Friday, April 23, 2010

The One Unforgiveable Thing.

Don't bore me.

Recently, I read a book that was the literary equivalent of dragging sandpaper over my eyes. I finished it... because I had to--don't ask... but I actually skimmed over the book's climax. Yup. The biggie moment. The dramatic reveal. The scene of *yawn* jeopardy. The... perilous... whatever... *zzzzz...*

Couldn't. Care. Less.

By that point in the book, I was so numbed by pedestrian imagery, lack-luster plot and pacing, paper-thin characterizations, and a parade of utter predictability only interrupted by a completely nonsensical "twist", that I didn't give a rat's butt about what was happening. I still scowl at that book everytime I glance at it on the shelf. "You BORED me! Stupid book!"

I can read less-than-perfect writing. I can read about characters I may not necessarily like. I can read about subjects that aren't my cuppa. I can--generally speaking, although this one's tough--read a book in a voice that might grate.

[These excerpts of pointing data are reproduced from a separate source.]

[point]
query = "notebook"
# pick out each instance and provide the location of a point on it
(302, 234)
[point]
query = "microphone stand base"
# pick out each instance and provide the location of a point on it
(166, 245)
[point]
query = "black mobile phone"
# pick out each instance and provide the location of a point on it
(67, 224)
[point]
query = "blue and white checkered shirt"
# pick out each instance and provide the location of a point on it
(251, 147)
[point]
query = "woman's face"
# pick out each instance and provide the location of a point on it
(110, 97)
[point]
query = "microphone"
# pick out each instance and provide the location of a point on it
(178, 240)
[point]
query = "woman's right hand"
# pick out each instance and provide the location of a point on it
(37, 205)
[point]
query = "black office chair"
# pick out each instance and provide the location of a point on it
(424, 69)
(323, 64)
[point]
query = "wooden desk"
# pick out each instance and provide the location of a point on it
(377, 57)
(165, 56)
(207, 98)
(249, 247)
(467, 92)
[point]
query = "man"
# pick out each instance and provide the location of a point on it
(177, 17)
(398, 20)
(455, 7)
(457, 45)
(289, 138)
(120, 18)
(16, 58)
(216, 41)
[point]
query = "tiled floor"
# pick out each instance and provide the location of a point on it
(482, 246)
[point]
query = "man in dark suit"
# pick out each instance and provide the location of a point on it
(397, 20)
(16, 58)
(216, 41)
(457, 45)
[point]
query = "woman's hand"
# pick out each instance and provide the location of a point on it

I can't read boring. This is not to say that I require a car chase and incendiaries on every third page. I've read books that were nothing but pages and pages of conversation. But it has to be dang good conversation. I've read books that have entire chapters consisting of almost nothing but lush scenic description. But it's interesting description.

I've read books stuffed with action scenes that lulled me into a coma.

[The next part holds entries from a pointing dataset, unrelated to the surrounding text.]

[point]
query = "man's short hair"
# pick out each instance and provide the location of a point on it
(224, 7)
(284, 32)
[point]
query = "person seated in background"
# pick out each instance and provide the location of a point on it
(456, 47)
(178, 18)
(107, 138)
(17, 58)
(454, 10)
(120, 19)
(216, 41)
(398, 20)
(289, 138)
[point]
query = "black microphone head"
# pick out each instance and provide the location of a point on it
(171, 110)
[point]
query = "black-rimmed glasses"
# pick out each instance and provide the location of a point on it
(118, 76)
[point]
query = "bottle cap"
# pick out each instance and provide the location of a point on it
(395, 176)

I can't define it. I can't tell you exactly why the one will bore me and the other won't. And of course it's subjective. It's a case of "I know it when I read it!" --an unexpected turn of phrase, a plot twist I didn't see coming for eighty pages, a place or person that piques my curiousity. Something.

If I don't finish a book... I'll know that something was missing. I'll know that I was bored.

3 comments:

Brenda Hyde said...

This is so awesome: "literary equivalent of dragging sandpaper over my eyes" Not that the book was that boring, but the meaning. As soon as I read that I KNEW how boring you meant. BAHAHAHAHA I'm so with you on this one. Might I add that it can be an author that the critics LOVE to death, but it can STILL be boring. I won't name names because people will hate me forever, but I tried reading an author that wrote about Nebraska during the 1800's and after the first few chapters of descriptive writing I was SO fricking bored I wanted to scream just to entertain myself. I never did finish it.

Lilixtreme said...

I have to agree with everything you said in this post, and how well it was put. The only way I know when I book is boring is when I get through two pages of complete crap. Two pages would really turn me off that quickly--course it'd have to be a VERY boring two pages.

Maureen Lipinski said...

Ha ha! I'm in the middle of revisions for my next book, and thought of your "literary sandpaper" analogy when I came across a particularly slow moving section!